Find an audio within another audio in 10 lines of Python

#python #audio #fft #scipy

One of the fun (and sometimes handy) digital audio processing problems is to find an audio fragment within another, longer, audio recording. Turns out, a decent solution only takes about 10 lines of Python code.

What we essentially want is an offset of the short clip from the beginning of the longer recording. In order to do that, we need to measure similarity of two signals at various points of the longer signal - this is called cross-correlation and has applications beyond audio processing or digital signal processing in general. We will use well-known libraries such as NumPy that implement all the algorithms for us, we will basically need to just connect the plumbing, if you will.

Turn it up to 11

Well, actually the solution will take a bit more than 10 lines of Python, mostly because I'm generous with whitespace and want to actually build a handy CLI tool. We'll start with the main() implementation:



def main():
    parser = argparse.ArgumentParser()
    parser.add_argument('--find-offset-of', metavar='audio file', type=str, help='Find the offset of file')
    parser.add_argument('--within', metavar='audio file', type=str, help='Within file')
    parser.add_argument('--window', metavar='seconds', type=int, default=10, help='Only use first n seconds of a target audio')
    args = parser.parse_args()
    offset = find_offset(args.within, args.find_offset_of, args.window)
    print(f"Offset: {offset}s" )


if __name__ == '__main__':
    main()

Here we define the interface of our CLI tool that takes two audio files as arguments as well as the portion of target signal we want to use for calculations - up to 10 seconds is a reasonable default.

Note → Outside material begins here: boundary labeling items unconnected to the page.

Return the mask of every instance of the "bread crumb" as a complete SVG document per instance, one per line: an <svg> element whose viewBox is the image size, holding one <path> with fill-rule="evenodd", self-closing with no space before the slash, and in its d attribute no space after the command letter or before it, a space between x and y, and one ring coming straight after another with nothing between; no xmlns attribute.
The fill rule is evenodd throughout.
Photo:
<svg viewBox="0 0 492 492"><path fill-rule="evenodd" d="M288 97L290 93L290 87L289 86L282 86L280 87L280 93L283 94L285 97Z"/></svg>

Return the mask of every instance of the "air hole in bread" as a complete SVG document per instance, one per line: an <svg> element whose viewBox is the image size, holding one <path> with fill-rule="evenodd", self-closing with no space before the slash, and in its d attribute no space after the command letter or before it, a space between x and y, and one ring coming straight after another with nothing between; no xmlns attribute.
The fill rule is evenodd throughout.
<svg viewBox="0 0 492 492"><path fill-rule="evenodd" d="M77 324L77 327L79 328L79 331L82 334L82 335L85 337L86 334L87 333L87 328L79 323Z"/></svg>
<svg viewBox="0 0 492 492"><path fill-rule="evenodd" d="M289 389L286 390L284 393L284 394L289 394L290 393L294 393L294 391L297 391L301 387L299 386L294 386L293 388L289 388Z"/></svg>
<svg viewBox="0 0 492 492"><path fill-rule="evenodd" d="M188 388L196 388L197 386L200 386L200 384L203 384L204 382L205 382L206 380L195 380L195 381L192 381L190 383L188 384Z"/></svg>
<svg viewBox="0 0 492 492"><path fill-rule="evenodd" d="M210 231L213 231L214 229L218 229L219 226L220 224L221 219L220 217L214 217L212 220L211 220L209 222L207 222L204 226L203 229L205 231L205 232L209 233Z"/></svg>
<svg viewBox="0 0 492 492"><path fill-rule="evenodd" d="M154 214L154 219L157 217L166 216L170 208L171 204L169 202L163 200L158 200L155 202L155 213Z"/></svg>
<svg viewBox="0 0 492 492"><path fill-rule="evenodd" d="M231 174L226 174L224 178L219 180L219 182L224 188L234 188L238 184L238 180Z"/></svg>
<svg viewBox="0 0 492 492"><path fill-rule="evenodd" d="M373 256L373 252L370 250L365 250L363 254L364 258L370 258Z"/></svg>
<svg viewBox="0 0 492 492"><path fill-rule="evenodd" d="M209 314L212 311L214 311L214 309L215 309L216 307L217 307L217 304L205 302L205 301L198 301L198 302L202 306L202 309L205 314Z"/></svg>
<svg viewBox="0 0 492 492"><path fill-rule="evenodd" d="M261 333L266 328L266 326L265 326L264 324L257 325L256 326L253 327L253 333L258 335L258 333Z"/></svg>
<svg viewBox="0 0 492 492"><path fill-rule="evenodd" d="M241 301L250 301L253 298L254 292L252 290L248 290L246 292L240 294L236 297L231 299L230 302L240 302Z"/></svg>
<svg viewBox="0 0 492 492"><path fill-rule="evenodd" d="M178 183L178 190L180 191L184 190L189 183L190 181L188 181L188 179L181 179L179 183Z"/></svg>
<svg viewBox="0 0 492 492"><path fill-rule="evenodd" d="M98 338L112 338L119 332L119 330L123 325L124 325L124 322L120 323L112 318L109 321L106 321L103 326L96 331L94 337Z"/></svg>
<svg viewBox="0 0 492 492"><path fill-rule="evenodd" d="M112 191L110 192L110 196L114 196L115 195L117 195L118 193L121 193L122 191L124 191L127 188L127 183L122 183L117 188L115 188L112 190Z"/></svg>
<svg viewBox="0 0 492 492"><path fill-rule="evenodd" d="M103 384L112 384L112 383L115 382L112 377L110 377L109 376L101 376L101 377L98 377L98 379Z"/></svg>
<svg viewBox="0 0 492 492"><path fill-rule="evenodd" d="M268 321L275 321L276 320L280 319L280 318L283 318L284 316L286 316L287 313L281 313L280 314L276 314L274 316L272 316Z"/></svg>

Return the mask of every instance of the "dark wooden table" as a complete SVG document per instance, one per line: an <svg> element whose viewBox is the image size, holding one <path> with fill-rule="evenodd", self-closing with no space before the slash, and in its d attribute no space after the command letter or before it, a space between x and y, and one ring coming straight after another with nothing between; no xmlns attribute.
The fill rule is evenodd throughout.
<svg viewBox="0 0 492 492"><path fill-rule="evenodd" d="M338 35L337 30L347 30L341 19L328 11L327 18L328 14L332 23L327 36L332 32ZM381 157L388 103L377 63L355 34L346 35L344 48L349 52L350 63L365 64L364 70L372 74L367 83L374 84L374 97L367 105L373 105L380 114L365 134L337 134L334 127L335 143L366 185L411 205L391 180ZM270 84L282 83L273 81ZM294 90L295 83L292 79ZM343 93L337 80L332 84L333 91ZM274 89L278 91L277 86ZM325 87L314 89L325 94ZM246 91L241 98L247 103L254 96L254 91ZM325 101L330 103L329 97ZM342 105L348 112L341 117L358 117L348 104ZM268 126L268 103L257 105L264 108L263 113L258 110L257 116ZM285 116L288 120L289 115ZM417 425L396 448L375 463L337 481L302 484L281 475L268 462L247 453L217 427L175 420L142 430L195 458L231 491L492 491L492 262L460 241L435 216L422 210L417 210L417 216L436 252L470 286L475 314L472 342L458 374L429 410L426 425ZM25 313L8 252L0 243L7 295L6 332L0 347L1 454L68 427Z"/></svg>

Next step is to actually implement find_offset function.

First, we'll use a library called librosa to read both of our audio files, match sampling rate and convert them to raw samples in float32 format (almost) regardless of the original audio format. The last part is accomplished with ffmpeg which is used basically everywhere where AV processing is involved.



y_within, sr_within = librosa.load(within_file, sr=None)
y_find, _ = librosa.load(find_file, sr=sr_within)

Next line is where the actual magic happens - we perform cross-correlation of the parent signal and the target signal (or a window of it) using Fast Fourier Transform (FFT) method:



c = signal.correlate(y_within, y_find[:sr_within*window], mode='valid', method='fft')

What we get is an array of numbers, each of them representing similarity of the target audio to the longer recording at each point of it. If we plot it, it'll look something like this:

X axis represents indexes of parent audio samples and if it has a sampling rate of 16 kHz, every second is represented by 16000 samples. We can see a sharp peak - this is where our signals are the most similar.

The last thing we need to do is to find an index of a sample where similarity of two signals is the highest and divide it by the sampling rate - that'll be the offset (in seconds) that we want.



peak = np.argmax(c)

offset = round(peak / sr_within, 2)

Test drive

I'm a big heavy metal and Black Sabbath fan so I'll use an audio from their lesser known live DVD called Cross Purposes Live. I used the Mac tool called PullTube to download the video clip and ffmpeg to extract the audio and convert it to WAV at the 16 kHz sampling rate.
From that show I particularly like the song called Cross of Thorns and if I cut a clip of it and run the CLI tool we just programmed with it and the full recording, I'll get an offset of 3242.69 seconds which is precisely the moment the song starts in the Youtube video. Voilà!

You can find the full source code on Github.

--
Thanks to Frank Vessia @frankvex for making this cover image available freely on Unsplash 🙏
https://unsplash.com/photos/Z3lL4l49Ll4

Latest comments (3)

lafri ryham • Nov 12 '24

Hey,
I want to do something that is pretty alike to your use case .
It is the matching of audio of adds with an actual tv stream in order to get the moment of appearance of the add spot on a tv chain but it needs to be done in real time on a tv stream that is continues and does not stop i tried using audfpring but it is not efficient for real time matching specially since i have a database of 600 ads or more ads of about 50 and 60 seconds.

Any suggestions ?

Prajwal • Apr 3 '24

Hi, I am trying to solve a very similar problem here.

I have an audio clip where a person says a particular Matra once!
Like this - Om Namah Shivay - This is your input voice
Now, The person starts chanting the same mantra Over and over and without any stop

Om Namah ShivayOm Namah ShivayOm Namah ShivayOm Namah ShivayOm Namah ShivayOm Namah ShivayOm Namah ShivayOm Namah ShivayOm Namah ShivayOm Namah ShivayOm Namah ShivayOm Namah ShivayOm Namah ShivayOm Namah ShivayOm Namah ShivayOm Namah ShivayOm Namah Shivay
Note that there is no fixed silence between each time it is being said.

I need to show the count of the number of times he has spoken it correctly in runtime, as he speaks.

How can I achieve this using Python or machine learning,

Note that the mantra can be very different as well as very long also, He can say it in various volumes and pitches.